During those first few days, Angela and Hideo fizzed around me, hovering and anxious. I told them to go about their business as normal. I wanted to be left to explore the city, ease back to the point where I had left Nagasaki. I needed time to reacquaint myself with all that I had left behind. One morning I rose early and wrote a note to say I would return before dinner time. I took the tram past Hamaguchi-machi and got off near the post office. I walked five slow blocks to Sanno shrine, reconstructed after the bomb. To reach it, I passed through a torii gate, one leg blown away, the other upright. It had been left that way after pikadon as a memorial. I crossed flagstones and found one of the camphor trees that had survived all those fires that had raged across the city. I ran my hand down the blackened bark and felt our shared past in the cracks and charcoal fissures. We were still here, one growing, the other stunted, but both alive. I could not face going to Urakami Cathedral and Yamazato Primary, where new buildings had replaced those lost. Instead I went to the Peace Park. A statue of a man sitting in vigil stood at the head of the open square. Kenzo had shown me a picture in the newspaper after the site had been built in 1955. He had called it an affront, so ugly, but as
I sat on a stone bench and looked up at this muscular naked man, with his flowing hair and loincloth, I took comfort from his presence. We had a watchman for the city at last. His green bronze right hand pointed to the sky, the left horizontal across Nagasaki, his eyes closed in prayer.
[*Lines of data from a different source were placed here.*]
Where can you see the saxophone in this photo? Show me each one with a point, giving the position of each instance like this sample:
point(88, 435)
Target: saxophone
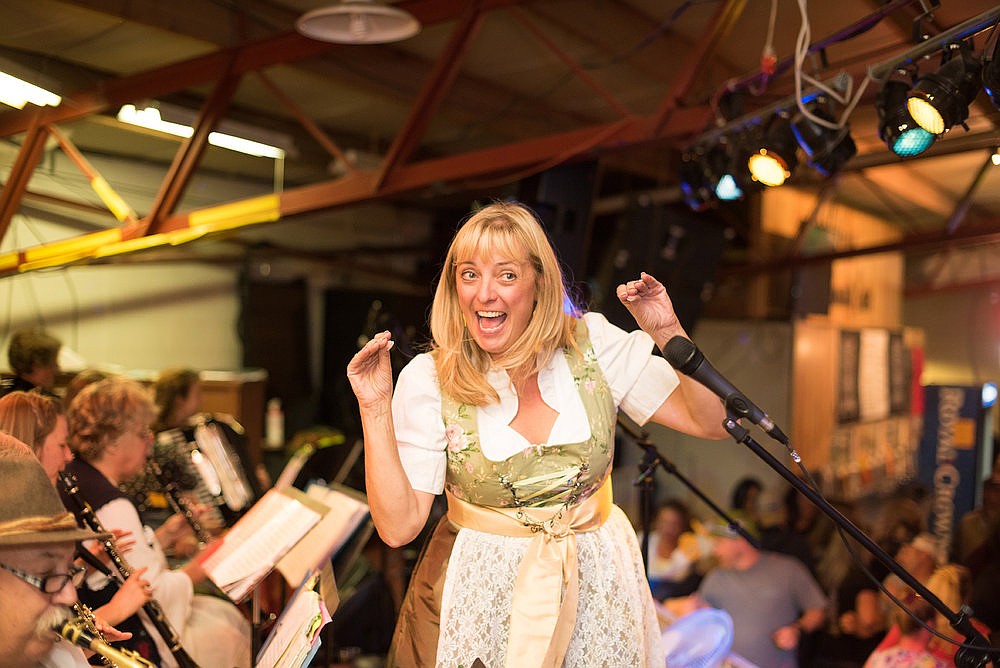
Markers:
point(86, 516)
point(85, 618)
point(83, 632)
Paper cranes – red, yellow, white, orange, purple – lined fences and posts and benches. Schoolchildren, so neat in their sailor outfits, walked up to tourists and handed them postcards with handwritten messages of peace. One ran up to me and gave me a card and I looked at it for a long time before I walked down to the circular stone fountain, where jets of white spray shot up into the air. Here was the water the dying had begged for. A leaflet flipped by in the breeze and I stooped to retrieve it. There was a map of atomic bomb landmarks, the cover dominated by the cathedral. This new version built in 1959 was so red, so substantial. Here was the great solid entrance returned, those two towers rising tall once more. Only the original belfry remained, lying on the riverbank, blown thirty yards away by pikadon. ‘
Urakami had been a distinct Christian district since the second half of 1500. Under the suppression of Christianity from 1613, Christians continued to practise their religion by organising secret groups. The villagers managed to come back to Urakami in 1873. When they built the cathedral, it took almost 30 years to complete. The cathedral was also exposed to the atomic bomb and was destroyed. Around 8,500 of the 12,000 Christians living in the area were killed by the blast
.'

I read that last sentence and thought of Yuko, just one among all those thousands. Where had all the shattered bricks been taken? Where had they been buried? Where had she gone? Was she buried with those bricks? Could
I dig down into soil and unearth the black embers of her? I did not follow her faith but I was drawn to the stories of burning pits and boiling cauldrons and crucifixions. These were stories of pain and of loss that I could understand. The twenty-six martyrs of 1597, the 37,000 peasants massacred forty years later, the thousands arrested in the city and exiled not so long ago, those thousands more who lived and worked in the shadow of Urakami Cathedral; I admired the sacrifices made by them all to this religion, but no, I was not a believer. I looked again at the photograph, ran my fingers over a line of worshippers walking toward the great oak door. Those Christians who survived, how could they worship in that new building, how could they cross its entrance and not wonder: Why did we live? Why were they taken? Why did my god allow this?